How to Set Up Lazy Loading in WordPress
The page loading speed of your website plays a crucial role in several ways. It helps you to get more conversions, reduce the bounce rate, get better search engine ranking, deliver a better user experience, and so on.
We published an in-depth post introducing you to the best techniques to increase the loading speed of your site. Lazy loading was one of the techniques mentioned in the post. In today’s post, you will learn more about lazy loading, why it’s important, and how to use lazy loading on your WordPress site.
Let’s get started with a short definition of lazy loading.
What is Lazy Loading?
Despite the name, lazy loading has nothing to do with laziness or sluggish behavior. Instead, it is an excellent way to improve the loading speed of your website.

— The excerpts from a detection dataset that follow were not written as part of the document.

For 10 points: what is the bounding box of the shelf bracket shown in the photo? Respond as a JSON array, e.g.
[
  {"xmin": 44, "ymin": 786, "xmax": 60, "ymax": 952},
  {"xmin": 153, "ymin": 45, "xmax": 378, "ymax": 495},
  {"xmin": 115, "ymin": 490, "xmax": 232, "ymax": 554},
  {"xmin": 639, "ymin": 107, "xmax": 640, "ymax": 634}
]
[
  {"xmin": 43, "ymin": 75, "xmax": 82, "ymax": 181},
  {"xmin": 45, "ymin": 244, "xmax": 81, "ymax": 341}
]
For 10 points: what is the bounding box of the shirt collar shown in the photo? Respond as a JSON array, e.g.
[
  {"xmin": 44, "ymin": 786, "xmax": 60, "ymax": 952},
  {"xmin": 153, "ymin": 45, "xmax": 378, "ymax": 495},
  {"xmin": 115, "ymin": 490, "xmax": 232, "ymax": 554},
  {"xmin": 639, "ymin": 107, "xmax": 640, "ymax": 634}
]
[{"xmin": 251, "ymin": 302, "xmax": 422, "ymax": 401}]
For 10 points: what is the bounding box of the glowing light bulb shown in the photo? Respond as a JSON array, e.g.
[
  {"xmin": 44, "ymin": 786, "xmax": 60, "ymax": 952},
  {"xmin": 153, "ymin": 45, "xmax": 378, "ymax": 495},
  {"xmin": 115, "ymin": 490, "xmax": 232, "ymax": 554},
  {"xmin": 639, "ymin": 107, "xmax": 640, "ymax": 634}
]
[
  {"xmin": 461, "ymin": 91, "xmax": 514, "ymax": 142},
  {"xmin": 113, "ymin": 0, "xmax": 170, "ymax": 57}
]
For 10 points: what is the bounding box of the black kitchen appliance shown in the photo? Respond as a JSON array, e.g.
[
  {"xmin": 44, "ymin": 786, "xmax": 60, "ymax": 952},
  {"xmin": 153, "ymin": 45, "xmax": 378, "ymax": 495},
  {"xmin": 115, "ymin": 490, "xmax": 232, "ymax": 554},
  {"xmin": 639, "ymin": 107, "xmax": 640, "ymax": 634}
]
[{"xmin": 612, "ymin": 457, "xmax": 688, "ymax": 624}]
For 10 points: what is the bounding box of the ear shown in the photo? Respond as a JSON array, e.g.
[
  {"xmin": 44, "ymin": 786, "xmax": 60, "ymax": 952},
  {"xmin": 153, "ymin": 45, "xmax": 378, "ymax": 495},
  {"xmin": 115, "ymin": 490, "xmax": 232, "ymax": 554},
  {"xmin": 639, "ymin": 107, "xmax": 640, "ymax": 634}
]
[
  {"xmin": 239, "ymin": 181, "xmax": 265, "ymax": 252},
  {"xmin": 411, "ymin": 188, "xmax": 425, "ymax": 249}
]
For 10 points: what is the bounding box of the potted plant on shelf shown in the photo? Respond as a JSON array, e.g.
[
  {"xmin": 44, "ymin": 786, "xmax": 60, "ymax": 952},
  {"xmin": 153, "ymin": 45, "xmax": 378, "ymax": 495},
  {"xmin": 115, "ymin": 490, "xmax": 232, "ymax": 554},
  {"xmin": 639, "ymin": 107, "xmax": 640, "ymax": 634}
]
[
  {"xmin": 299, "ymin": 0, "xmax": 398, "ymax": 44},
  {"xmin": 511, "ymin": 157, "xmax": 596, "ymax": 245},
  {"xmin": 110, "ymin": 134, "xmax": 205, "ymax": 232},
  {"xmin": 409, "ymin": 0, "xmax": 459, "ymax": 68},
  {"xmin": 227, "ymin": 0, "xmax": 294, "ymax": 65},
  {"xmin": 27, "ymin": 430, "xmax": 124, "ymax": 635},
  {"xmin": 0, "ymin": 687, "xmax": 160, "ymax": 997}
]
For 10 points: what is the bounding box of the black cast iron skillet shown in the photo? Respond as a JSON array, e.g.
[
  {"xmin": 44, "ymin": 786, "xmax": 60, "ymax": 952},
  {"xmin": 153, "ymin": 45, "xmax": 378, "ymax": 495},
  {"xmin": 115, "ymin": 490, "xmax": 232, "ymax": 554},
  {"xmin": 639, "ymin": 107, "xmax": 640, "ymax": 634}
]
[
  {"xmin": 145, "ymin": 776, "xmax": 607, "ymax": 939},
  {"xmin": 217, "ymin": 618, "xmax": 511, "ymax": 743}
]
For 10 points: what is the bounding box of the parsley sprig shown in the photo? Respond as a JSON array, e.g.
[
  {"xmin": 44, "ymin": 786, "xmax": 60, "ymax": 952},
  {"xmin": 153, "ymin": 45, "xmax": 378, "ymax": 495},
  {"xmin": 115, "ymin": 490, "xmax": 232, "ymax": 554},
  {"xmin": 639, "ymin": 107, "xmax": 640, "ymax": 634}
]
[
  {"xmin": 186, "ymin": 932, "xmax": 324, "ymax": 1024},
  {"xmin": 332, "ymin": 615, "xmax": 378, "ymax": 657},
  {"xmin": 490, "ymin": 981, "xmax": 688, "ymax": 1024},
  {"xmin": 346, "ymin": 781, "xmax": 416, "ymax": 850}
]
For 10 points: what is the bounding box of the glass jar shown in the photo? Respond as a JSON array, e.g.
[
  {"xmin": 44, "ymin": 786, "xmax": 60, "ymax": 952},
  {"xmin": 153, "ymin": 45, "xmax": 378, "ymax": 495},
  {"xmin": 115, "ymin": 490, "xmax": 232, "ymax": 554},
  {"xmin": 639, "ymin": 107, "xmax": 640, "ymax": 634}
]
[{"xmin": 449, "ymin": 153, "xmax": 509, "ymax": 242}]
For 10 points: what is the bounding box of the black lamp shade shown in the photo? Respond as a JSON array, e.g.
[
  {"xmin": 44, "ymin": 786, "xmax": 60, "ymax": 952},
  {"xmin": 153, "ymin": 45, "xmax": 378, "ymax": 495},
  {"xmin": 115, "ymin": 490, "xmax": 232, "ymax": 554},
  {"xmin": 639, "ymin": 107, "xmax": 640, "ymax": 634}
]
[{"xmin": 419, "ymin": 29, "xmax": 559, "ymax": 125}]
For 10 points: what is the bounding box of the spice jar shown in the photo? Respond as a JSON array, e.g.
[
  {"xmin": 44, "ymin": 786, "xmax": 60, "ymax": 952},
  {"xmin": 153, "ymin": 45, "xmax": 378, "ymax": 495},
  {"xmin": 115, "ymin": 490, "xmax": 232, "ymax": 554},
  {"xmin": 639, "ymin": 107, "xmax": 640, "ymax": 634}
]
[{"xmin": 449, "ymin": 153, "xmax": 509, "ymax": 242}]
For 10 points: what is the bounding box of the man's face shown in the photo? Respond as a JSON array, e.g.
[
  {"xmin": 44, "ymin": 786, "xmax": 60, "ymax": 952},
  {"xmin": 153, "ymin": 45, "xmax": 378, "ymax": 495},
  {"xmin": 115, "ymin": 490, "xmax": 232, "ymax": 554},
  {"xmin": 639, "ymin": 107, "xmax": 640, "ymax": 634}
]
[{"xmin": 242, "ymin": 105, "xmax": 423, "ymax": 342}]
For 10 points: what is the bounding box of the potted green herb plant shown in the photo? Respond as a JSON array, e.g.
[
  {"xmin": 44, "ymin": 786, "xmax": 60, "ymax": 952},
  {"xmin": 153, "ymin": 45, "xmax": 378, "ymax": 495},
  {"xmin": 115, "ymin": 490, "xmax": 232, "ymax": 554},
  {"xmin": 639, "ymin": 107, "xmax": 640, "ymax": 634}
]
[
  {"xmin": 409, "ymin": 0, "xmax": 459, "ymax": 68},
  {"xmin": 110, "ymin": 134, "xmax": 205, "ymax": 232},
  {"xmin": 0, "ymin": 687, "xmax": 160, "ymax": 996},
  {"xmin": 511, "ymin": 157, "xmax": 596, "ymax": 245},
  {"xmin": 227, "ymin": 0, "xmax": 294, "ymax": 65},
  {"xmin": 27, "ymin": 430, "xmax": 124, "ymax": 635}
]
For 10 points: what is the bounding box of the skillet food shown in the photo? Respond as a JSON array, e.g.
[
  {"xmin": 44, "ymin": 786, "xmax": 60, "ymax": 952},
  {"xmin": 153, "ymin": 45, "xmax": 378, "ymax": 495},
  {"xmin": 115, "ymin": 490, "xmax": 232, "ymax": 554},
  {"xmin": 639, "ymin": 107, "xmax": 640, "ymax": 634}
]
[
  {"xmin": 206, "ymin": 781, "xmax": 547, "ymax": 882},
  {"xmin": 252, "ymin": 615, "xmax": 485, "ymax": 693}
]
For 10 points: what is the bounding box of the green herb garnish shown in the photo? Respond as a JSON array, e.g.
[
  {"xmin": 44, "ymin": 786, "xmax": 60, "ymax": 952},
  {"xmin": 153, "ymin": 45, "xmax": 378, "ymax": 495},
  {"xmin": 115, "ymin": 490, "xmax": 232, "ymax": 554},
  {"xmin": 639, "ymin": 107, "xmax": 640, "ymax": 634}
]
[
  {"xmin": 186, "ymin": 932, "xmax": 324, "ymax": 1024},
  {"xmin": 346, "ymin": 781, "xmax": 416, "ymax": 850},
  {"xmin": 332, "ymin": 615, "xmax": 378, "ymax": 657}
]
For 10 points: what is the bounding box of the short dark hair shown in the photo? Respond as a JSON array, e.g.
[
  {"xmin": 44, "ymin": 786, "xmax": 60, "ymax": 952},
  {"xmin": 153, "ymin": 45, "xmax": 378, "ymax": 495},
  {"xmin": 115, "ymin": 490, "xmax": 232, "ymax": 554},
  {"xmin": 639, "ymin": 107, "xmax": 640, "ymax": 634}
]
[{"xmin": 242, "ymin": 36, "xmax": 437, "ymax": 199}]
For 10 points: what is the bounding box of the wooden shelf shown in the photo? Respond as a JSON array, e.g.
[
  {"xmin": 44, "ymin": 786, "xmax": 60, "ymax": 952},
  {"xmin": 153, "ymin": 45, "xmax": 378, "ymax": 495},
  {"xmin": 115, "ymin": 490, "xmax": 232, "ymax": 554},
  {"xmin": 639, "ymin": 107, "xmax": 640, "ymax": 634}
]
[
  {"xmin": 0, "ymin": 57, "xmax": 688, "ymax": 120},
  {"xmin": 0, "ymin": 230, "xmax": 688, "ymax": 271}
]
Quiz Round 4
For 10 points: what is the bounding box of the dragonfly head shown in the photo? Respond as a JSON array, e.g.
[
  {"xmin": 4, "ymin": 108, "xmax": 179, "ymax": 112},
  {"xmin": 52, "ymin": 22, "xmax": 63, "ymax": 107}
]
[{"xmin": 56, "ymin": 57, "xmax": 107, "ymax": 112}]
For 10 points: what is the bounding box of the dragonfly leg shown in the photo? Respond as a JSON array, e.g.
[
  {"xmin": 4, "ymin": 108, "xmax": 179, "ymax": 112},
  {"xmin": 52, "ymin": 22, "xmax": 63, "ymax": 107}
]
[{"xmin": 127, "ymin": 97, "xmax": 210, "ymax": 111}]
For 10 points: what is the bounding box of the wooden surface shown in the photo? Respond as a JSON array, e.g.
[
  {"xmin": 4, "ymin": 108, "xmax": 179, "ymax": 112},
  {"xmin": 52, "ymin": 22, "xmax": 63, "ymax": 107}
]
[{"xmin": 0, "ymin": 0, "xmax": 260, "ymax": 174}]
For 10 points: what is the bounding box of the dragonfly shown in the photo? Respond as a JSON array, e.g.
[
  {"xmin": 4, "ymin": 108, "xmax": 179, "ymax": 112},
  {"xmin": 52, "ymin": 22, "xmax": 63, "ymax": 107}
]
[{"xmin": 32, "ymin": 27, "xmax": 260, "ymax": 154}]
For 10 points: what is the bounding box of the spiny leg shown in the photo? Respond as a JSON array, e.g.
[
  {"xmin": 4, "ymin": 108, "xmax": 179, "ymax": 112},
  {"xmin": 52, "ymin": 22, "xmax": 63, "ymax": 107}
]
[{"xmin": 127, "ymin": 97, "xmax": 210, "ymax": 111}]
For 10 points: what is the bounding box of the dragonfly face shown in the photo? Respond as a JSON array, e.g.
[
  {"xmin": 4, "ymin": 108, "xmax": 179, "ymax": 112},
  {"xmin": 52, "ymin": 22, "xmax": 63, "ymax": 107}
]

Lazy loading delays the loading of some specific elements on your website. It makes these elements lazy in the sense that these are not loaded until they are visible in the browser window. They just remain in their place and don’t load unless the visitor scrolls towards them.
For instance, it is highly likely that you display the comments at the end of your blog posts. And the visitors will get to the comments section only after reading the post content. That means you don’t need to load the post content and the comments at the same time.
Lazy loading enables you to delay the loading of your comments section. The comments will only load when the visitors towards the end of the post. Doing this will improve the loading speed of the page.
How Does Lazy Loading Work?
Despite its enormous impact, the working method of lazy loading is quite simple. It works in three easy steps –
- In the first step, the browser loads the web page without downloading any image or videos. Instead, it only loads the text for the page.
- Finally, as the visitor scrolls through the page, more images and videos get loaded depending on the browser viewpoint and the plugin settings.
How to Use Lazy Loading in WordPress
Like many other things in WordPress, you can add lazy loading to your website by installing a third-party plugin. While there are several lazy loading plugins for WordPress, we recommend BJ Lazy Load. It is regularly updated and works with the latest version of WordPress.
Once you install and activate the plugin, you will find its settings in the BJ Lazy Load > Settings page. you can choose to apply lazy loading to the content, text widgets, post thumbnails, gravatars, images, iframe content, and so on.
It is also possible to set up a placeholder image that will be displayed until the actual image gets loaded. You can select that image in the “Placeholder Image URL” field.
On some instances, you may want to exclude some images from the lazy loading effect. To do that, add a special class to those images. Then, provide the class name in the “Skip images with classes” field.
The “Threshold” option allows you to choose the distance between the viewport and when the element gets loaded. For instance, if you use 200, the image will get loaded with the viewport is equal to or less than 200px away from the element.
There is another option to enable a low resolution preview image before loading actual image. This can be useful if you want to display HD photos without having any impact on the page loading time.
Other Ways to Use Lazy Load
There are several other options to use lazy loading on your WordPress site. First of all, a large number of premium WordPress themes come with this feature by default. If you are creating a new site from scratch, just make sure you are choosing a theme that includes lazy loading, and you won’t have to use an additional plugin on your site.
In case you want to add lazy loading to your existing WordPress site without using a plugin, that is possible too. In that case, you need to add some additional code to the functions.php file. You will find detailed instructions in this post.
Pros and Cons of Using Lazy Loading
Using lazy loading definitely has its advantages, but there are some drawbacks as well. Let’s take a minute to check out the pros and cons of using lazy loading.
Improved Page Loading Time: The main reason why people use lazy loading is to improve the page loading time. This is especially useful for media-heavy websites that use lots of high-quality images or videos in their posts.
Improved User Experience: The improved loading speed will have a positive impact on the user experience. Visitors won’t have to wait a long time for the page to load, while lazy loading will also reduce their bandwidth usage.
Crawling and Indexing Issues: If your content doesn’t get loaded until the visitor scrolls, it can be challenging for the search engines to properly crawl and index your content. The solution is to use lazy load for image, video, and multimedia content only. Doing this will improve the page speed and let the search engines explore all the text content on the page. However, if you plan to use lazy load on the text, you can use the Fetch as Google tool to find out if it causes any problems.
Lazy loading is an excellent technology to improve the loading speed and deliver a better user experience from your WordPress site. I hope this post helped you to understand the concept and make it clear why and how to use lazy loading on your site.